Toronto based company Kobo Inc., makers of the famous Kobo e-reader has signed a deal with the American Booksellers Association (ABA). The agreement will see Kobo sell its e-books and e-readers through independent U.S. book sellers America wide.
According to the WSJ, the deal replaces a similar agreement between Google Inc. and the ABA which expires in January of 2013. Google has decided not to renew due to less than stellar sales and growth figures.
Kobo will elect to have bookstores offer brick and mortar venues for the sale of their entire product experience. This includes staff training, in store support, e-readers, e-books and e-reading accessories. Beginning in October, 400 stores will launch the program with all 2,000 stores eventually falling in line.

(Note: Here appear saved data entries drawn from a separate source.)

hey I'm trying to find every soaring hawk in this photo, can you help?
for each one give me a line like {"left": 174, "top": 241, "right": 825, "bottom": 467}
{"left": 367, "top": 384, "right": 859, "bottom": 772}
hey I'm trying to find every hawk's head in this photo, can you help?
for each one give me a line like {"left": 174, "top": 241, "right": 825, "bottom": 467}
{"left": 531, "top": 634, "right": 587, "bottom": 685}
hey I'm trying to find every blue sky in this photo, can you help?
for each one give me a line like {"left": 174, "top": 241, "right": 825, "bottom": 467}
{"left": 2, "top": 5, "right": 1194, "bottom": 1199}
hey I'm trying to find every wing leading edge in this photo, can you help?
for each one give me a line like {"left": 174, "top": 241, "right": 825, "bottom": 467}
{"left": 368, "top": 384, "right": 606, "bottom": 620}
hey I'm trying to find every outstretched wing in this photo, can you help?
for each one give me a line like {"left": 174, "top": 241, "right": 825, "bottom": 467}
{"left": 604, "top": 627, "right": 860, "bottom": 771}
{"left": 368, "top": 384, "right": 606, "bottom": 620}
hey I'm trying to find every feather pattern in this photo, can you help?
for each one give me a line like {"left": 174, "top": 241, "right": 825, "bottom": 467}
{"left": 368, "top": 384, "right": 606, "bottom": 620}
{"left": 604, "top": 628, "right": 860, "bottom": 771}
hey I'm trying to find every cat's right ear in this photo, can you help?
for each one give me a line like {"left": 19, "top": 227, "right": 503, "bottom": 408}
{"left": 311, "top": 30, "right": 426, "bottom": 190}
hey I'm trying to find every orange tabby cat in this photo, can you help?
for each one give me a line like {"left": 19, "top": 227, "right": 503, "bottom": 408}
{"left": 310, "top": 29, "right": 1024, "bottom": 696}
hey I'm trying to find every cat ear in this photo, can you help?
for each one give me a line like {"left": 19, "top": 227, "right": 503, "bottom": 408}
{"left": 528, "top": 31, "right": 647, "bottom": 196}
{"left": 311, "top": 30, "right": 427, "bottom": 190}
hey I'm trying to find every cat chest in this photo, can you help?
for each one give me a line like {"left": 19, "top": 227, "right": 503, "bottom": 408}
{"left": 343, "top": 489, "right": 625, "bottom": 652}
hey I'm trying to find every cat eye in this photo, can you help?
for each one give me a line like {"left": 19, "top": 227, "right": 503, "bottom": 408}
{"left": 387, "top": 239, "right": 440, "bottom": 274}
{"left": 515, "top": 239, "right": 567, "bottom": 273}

All e-book sales generated in store will be split between Kobo and the independent bookseller, offering incentive for digital sales. It also offers these stores the ability to share in e-book sales, an industry dominated by large players such as Amazon.com, Barnes & Noble and Apple.
According to TheNextWeb, the deal may be part of a growing trend in the industry. Earlier this week Barnes & Noble announced a UK partnership with retail store John Lewis to introduce their e-readers. Kobo, having been acquired by Japanese retail store Rakuten is sticking to sales in a store setting, a setting they have had tremendous success in.